Самый простой ответ можно найти во французских источниках. Во Франш-Конте в ХХ веке вспоминали, что в течение многих лет люди хоронили себя лицом вниз в знак протеста против аннексии этого региона Францией* . Современные упоминания о французском завоевании встречаются в основном на юге и на западе, где они запутаны современными политическими проблемами. И все же, как бы ни были они многозначны, то, как они звучат, говорит о том, что за ними стоит реальность. Напряжение должно было быть очень сильным, когда силы порядка - армия, жандармы, судьи (кроме мировых судей) и полиция - приходили извне, а обычные трения между полицией и туземцами усугублялись языковыми различиями. Порядок, навязанный людьми с другим кодексом и речью, чужой порядок, нелегко отличить от иностранного завоевания. На сайте

На юго-западе, писал М.Ф. Паризе в 1867 г., объединение с Францией "было выстрадано, а не принято. Слияние происходило медленно и против воли". Сорок лет спустя, когда Эрнест Ферруль, социалистический мэр Нарбонны, заявил, что северные бароны вторгаются в Миди, как в старые времена Альбигойцев, газета Le Figaro предупредила своих читателей: "Не заблуждайтесь, это страна, которую нужно завоевать заново, как во времена Симона де Монфора". Образование - как политическое, так и школьное - прививало новую аллюзивность. Наряду с такими знаковыми литературными фигурами, как Тартарен и, позднее, Бекассин, подобные исторические аллюзии укрепляли представление о провинциальном населении как о детях, отсталых, болтливых, не проявляющих инициативы уроженцах слаборазвитых стран.

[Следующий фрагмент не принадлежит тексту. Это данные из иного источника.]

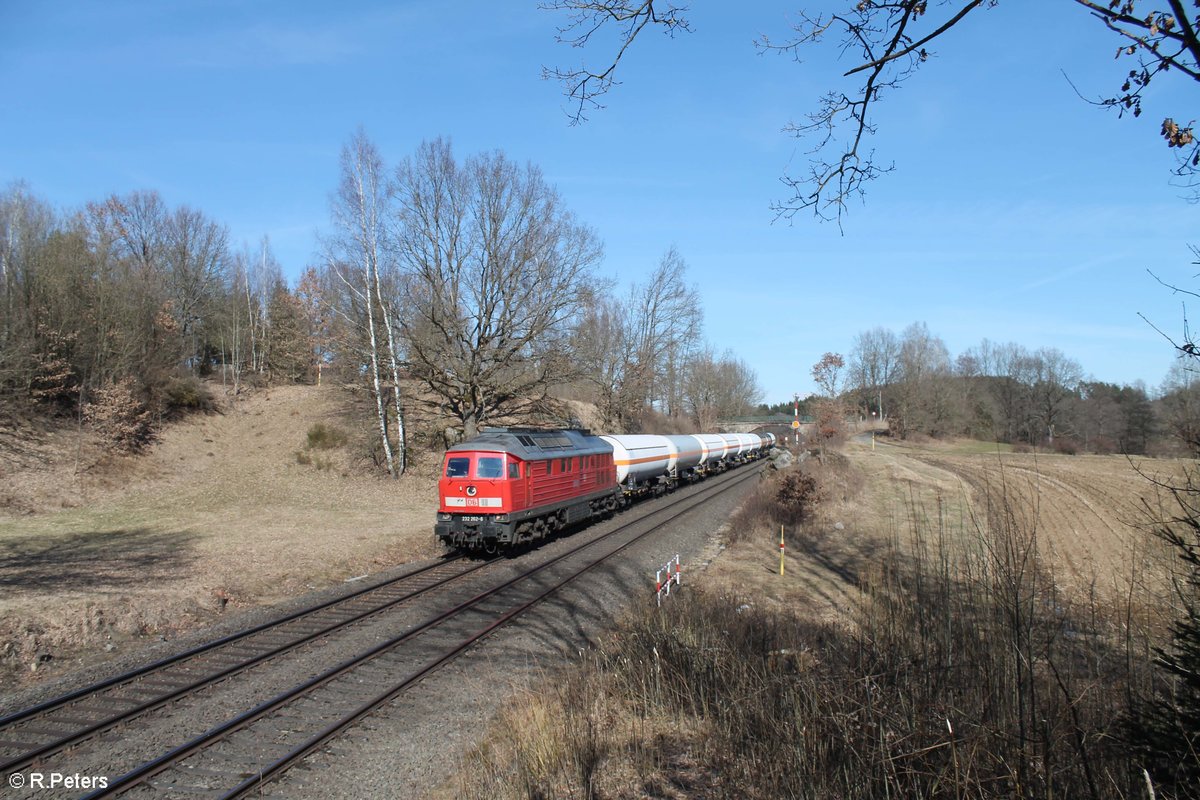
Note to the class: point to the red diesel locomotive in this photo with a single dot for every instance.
(513, 486)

На протяжении всего столетия заморские колонии давали возможность сравнивать некоторые районы Франции. В 1843 г. Адольф Бланки сравнил жителей альпийских провинций Франции с жителями Кабилии и Маркизских островов, и это сравнение неоднократно повторялось в официальных отчетах и в печати: 1853, 1857, 1865 гг. Туземцы и обычаи сельской Франции, их суеверия и странности изучались и описывались слишком часто с нескрываемой снисходительностью. Их пути казались неглубокими и лишенными разума, их рассуждения игнорировались. Коренные общины лишались своих прав (лесных, пастбищных, общинных, рыболовных и охотничьих) во имя прогресса, свободы, производительности и общего блага, которое не имело смысла для тех, от чьего имени оно провозглашалось. Поскольку силы порядка игнорировали и презирали логику обществ, которыми они управляли, "поскольку это незнание и презрение были самой сутью их действий, люди, ответственные за эту политику, не могли оценить ее катастрофические последствия". Эти слова Пьера Бурдье и Абдельмалека Сайада, писавших о колониальной администрации, вполне применимы к сельской Франции XIX века"°.

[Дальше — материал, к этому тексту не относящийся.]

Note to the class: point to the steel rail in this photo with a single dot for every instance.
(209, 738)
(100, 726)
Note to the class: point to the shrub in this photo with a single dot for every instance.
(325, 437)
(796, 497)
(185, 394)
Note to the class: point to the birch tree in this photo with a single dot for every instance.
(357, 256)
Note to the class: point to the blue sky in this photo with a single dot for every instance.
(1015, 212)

В лесах Пиренеев, в частности, в Арьеже, люди взяли в руки оружие против полицейских и администраторов, которые были "новичками в регионе и не знали наших прав, наших потребностей и местной ситуации", утверждая, что они "подавляли местное население" своими коррупционными поборами. Постоянно вспыхивали восстания туземцев, и уже в 1900 г. "вся гора оглашалась грохотом рогов и дикарскими призывами". На Корсике, совершенно чужой стране, жители которой не стремились к независимости, но ценили свою самостоятельность в близких к дому вопросах, "местные жители не желали иметь ничего общего с "континенталами"". К началу Первой мировой войны остров был ассимилирован с Францией не лучше, чем Геводан за столетие до этого. Отчаянный отчет за ноябрь 1917 г. сообщает, что бандитов, дезертиров и неплательщиков было больше, чем жандармов - "единственных людей, на которых можно более или менее рассчитывать"?

Если Корсика - слишком простой аргумент, возьмем Ланды, которые в 1826 г. называли "нашей африканской Сахарой: пустыней, где галльский петух может только точить свои шпоры". Писатель эпохи Реставрации описывал Ланды как "бескрайнюю пустыню, где для того, чтобы найти дорогу, нужен компас", населенную "чуждым цивилизации народом". Писатель 1830-х годов сравнивал этот регион с пустынями Камчатки и Ливии, и даже Мишле писал об идиотах Ландов. Путешественники, армейские офицеры и чиновники пользовались одним и тем же языком:

vastes solitudes, immenses solitudes. Туземцы, если о них вообще упоминалось, вызывали жалость. Поселения были колониями, изолированными и малочисленными. Пустые пустоши" ждали, когда их "возьмут в цивилизацию", т.е. освоят для эколого-номической эксплуатации.